Chris went with some kind of “hot mess” open-faced sandwich, while Nyesha put together some nachos. The highlight of this round was Guy Fieri asking if “he could be buried in that” in reference to a “sauce” Chris prepared for his dish. The result here was a bit of an upset for me, as the judges weren’t completely sure what to do with Chris’ sandwich.
Next up would be Chris Oh vs Phillip Frankland Lee. This was interesting as Oh is a “street food” guy and Lee is more classic, high-end dining. Here is where the “bad matchup” part came in with the “Randomizer.”
Interesting, but Chris Oh said "What is a chx cutlet?" Not a good sign. pic.twitter.com/3i4pepQGQA— @CowboysRFF Grandfather (@RobertW_OkSt) March 10, 2021
Despite Chris Oh’s comment, it was the style that made the difference here as Lee was not able to satisfactorily capture the “Go-To Take-out” requirement for the judges which seemed to overshadow Chris’ overdone chicken.
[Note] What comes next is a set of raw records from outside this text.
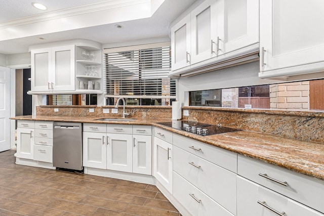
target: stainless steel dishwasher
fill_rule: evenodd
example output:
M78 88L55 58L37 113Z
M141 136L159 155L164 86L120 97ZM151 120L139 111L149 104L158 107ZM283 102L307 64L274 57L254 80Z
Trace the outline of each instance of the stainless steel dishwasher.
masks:
M82 123L54 122L53 165L82 170Z

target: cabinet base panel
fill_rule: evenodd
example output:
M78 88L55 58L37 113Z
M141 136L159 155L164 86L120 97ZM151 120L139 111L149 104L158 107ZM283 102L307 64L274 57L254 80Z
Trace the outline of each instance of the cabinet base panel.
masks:
M85 167L84 171L85 174L119 179L139 183L155 185L155 178L152 176L86 167Z
M52 163L38 161L30 160L29 159L16 158L16 164L18 165L24 165L26 166L35 166L36 167L46 168L48 169L55 169L56 167L53 166Z

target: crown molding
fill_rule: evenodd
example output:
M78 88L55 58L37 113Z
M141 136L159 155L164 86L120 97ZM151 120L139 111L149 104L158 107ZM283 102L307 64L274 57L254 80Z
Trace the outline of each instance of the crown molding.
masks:
M0 29L28 24L64 18L101 11L123 8L145 3L152 0L111 0L83 6L55 11L39 15L23 17L0 23Z

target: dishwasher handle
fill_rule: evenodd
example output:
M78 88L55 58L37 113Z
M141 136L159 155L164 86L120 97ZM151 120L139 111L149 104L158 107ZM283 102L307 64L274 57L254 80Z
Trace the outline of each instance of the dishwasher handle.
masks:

The final matchup of the West Coast wild card rounds pitted Chris Oh vs Nyesha Arrington, and while both dishes were great, one would be the clear winner. The Randomizer delt up this:
Again, all wild cards are 30 minutes. pic.twitter.com/TL81bgiKMD— @CowboysRFF Grandfather (@RobertW_OkSt) March 10, 2021
I found it interesting that in the matchup review following the competition, the chefs indicated the “Sunday Brunch” might be the most hated of meal preps.
Nyesha went with a traditional Eggs Benedict and Chris Oh put together breakfast tacos. The judges liked both dishes, but despite Arrington’s shrimp being a bit overcooked they preferred the more traditional and robust “breakfast” style of the Eggs Benedict.